1. Disminución del límite financiero de aportaciones y contribuciones a sistemas de previsión social a 8.000 euros, independientemente de la edad del contribuyente.

Hasta ahora el límite absoluto era de 10.000 euros para contribuyentes menores de 50 años y de 12.500 para mayores de dicha edad. Se elimina el límite porcentual del 50% aplicable a mayores de 50 años.

2. Disminución de los límites de reducción en base imponible por aportaciones y contribuciones a sistemas de previsión social.

El nuevo límite máximo conjunto de reducción, independientemente de la edad del contribuyente, será la menor de las cantidades siguientes:

A)  8.000 euros.

B) El 30% de la suma de rendimientos netos del trabajo y actividades económicas.

3. Elevación del límite de reducción en base imponible de aportaciones a sistemas de previsión social a favor del cónyuge que no obtenga rendimientos del trabajo ni de actividades económicas o los obtenga en cuantía inferior a 8.000 euros.

El límite se eleva de 2.000 a 2.500 euros.

4. Imputación fiscal obligatoria de la parte de las primas satisfechas que cubran el riesgo de fallecimiento e incapacidad cuando los contratos de seguro colectivo cubran conjuntamente dichas contingencias y la jubilación.

Hasta ahora sólo era obligatoria la imputación fiscal de primas en los contratos de seguro de riesgos y era voluntaria en los seguros que cubrían sólo jubilación y en los que se cubría conjuntamente jubilación y riesgos.

5. Exigencia de cobrar la prestación en el año de acaecimiento de la contingencia o en los dos ejercicios siguientes para poder beneficiarse de la reducción del 40% de las prestaciones cobradas en forma de capital. Para contingencias acaecidas antes de 2015, solo podrá ser de aplicación a prestaciones percibidas, como máximo, antes de 31 de diciembre de 2016.

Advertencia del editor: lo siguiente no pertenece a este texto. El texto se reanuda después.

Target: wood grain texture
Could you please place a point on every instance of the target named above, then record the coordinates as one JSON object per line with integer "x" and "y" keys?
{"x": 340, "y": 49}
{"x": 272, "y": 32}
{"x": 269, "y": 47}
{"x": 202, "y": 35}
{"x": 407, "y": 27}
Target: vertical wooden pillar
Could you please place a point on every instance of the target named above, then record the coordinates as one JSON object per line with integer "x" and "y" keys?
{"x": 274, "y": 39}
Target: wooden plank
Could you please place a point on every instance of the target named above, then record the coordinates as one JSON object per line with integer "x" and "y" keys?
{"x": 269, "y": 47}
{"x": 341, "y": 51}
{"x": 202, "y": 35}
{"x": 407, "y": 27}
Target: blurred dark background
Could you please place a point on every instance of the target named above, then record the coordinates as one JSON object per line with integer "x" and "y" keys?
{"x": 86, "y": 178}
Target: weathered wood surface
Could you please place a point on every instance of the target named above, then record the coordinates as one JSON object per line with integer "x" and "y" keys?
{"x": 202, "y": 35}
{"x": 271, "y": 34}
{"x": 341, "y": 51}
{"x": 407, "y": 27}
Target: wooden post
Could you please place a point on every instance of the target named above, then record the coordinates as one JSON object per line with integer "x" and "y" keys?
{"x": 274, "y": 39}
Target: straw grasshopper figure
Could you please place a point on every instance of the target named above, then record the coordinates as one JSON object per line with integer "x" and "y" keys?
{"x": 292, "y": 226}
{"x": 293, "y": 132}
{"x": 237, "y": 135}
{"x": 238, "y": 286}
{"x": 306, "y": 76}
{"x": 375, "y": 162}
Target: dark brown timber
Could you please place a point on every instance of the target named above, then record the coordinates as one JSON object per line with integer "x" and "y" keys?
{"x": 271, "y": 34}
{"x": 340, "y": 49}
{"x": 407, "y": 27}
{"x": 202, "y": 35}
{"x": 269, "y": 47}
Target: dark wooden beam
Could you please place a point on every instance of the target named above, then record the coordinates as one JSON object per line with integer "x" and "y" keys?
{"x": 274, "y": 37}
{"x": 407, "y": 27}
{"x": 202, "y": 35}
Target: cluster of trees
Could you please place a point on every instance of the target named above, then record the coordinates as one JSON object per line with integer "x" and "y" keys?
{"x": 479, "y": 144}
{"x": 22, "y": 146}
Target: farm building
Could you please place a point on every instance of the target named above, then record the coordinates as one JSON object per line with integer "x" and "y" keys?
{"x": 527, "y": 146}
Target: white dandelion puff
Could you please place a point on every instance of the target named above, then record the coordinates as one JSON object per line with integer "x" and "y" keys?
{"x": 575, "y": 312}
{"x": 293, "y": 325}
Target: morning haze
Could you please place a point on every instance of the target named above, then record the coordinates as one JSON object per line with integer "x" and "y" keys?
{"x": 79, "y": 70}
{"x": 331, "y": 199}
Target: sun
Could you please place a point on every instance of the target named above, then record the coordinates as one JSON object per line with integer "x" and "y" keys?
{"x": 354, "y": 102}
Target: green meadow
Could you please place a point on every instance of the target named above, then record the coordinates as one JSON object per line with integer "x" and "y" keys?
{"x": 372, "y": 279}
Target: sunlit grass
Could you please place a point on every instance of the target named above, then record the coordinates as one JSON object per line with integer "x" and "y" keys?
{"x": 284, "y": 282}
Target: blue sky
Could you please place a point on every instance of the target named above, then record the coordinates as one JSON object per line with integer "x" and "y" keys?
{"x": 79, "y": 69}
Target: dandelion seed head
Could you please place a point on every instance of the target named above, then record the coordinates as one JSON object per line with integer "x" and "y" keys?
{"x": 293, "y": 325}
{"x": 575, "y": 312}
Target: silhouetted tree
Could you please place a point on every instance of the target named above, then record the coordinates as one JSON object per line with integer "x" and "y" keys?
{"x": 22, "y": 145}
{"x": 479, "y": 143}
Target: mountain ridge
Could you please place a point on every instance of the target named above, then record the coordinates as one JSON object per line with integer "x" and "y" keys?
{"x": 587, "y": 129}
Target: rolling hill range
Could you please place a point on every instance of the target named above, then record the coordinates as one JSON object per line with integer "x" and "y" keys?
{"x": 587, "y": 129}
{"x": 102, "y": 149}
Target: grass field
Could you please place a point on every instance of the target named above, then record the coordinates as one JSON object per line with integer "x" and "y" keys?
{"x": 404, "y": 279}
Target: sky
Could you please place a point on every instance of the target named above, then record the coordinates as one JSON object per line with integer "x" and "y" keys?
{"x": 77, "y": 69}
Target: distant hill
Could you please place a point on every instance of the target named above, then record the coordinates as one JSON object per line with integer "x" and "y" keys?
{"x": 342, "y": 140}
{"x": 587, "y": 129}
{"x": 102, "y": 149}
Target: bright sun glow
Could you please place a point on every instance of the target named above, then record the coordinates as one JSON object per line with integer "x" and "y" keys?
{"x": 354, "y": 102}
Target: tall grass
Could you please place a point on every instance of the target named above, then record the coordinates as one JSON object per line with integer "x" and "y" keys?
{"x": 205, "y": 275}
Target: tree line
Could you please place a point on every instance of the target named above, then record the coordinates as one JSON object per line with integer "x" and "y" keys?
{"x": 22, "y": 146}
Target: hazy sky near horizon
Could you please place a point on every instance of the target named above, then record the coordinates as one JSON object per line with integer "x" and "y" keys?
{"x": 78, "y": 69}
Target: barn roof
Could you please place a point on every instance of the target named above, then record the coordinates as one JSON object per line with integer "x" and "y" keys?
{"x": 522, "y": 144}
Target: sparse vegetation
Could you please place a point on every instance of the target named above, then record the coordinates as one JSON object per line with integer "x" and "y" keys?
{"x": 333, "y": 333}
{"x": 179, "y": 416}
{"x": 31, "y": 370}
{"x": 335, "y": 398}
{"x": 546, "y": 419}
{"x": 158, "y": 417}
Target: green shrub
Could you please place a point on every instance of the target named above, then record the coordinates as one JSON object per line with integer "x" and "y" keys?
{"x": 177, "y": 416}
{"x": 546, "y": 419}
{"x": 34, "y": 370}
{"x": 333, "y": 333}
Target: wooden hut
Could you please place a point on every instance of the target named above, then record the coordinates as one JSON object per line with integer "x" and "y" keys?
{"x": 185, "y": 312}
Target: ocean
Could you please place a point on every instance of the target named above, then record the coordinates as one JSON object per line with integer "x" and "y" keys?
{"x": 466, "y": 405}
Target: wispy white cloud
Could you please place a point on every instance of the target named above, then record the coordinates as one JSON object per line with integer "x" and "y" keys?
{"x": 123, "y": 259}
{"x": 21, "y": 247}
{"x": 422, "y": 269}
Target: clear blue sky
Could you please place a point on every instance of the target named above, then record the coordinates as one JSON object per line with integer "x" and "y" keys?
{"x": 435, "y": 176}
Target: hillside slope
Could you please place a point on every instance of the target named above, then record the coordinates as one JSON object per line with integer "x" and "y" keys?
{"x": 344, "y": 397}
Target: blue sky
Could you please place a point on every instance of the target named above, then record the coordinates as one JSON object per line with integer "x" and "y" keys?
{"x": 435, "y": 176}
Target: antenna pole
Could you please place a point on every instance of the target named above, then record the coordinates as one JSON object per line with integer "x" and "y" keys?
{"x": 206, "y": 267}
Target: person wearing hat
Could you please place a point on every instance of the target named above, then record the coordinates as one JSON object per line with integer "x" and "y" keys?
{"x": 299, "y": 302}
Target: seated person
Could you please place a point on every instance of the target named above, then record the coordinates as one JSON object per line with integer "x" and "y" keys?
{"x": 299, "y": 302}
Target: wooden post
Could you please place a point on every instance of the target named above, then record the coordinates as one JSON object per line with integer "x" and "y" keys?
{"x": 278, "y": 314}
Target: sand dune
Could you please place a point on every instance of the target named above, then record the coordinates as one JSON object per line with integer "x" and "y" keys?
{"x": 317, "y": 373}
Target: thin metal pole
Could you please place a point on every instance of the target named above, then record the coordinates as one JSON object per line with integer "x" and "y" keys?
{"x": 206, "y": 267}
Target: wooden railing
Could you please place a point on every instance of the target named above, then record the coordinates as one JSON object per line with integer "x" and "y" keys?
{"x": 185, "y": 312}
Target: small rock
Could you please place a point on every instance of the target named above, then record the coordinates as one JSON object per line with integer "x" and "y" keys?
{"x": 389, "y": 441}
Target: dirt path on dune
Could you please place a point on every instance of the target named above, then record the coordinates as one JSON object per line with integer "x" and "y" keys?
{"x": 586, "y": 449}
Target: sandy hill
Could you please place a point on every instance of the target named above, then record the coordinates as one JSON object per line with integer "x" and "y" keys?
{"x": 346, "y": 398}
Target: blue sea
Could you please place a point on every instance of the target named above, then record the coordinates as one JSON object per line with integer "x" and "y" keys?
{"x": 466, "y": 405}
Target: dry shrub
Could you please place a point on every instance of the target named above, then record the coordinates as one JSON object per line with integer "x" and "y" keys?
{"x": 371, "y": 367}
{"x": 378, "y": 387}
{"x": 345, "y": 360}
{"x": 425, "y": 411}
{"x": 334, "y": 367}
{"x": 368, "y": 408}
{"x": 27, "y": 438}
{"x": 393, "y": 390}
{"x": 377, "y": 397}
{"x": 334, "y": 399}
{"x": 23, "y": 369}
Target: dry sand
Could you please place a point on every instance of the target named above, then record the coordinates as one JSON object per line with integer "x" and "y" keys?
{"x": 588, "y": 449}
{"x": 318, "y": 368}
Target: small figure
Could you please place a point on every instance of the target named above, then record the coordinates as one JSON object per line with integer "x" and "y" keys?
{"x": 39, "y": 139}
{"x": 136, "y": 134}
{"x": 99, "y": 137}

Hasta ahora no existía ningún límite temporal para cobrar la prestación en forma de capital una vez acaecida la contingencia y poder beneficiarse de la reducción del 40%.

6. Disminución del conjunto de reducciones practicadas por todas las personas que satisfagan primas de seguros privados de dependencia a favor de un mismo contribuyente, incluidas las del propio contribuyente.

El conjunto de reducciones pasa de 10.000 euros a un máximo de 8.000 euros.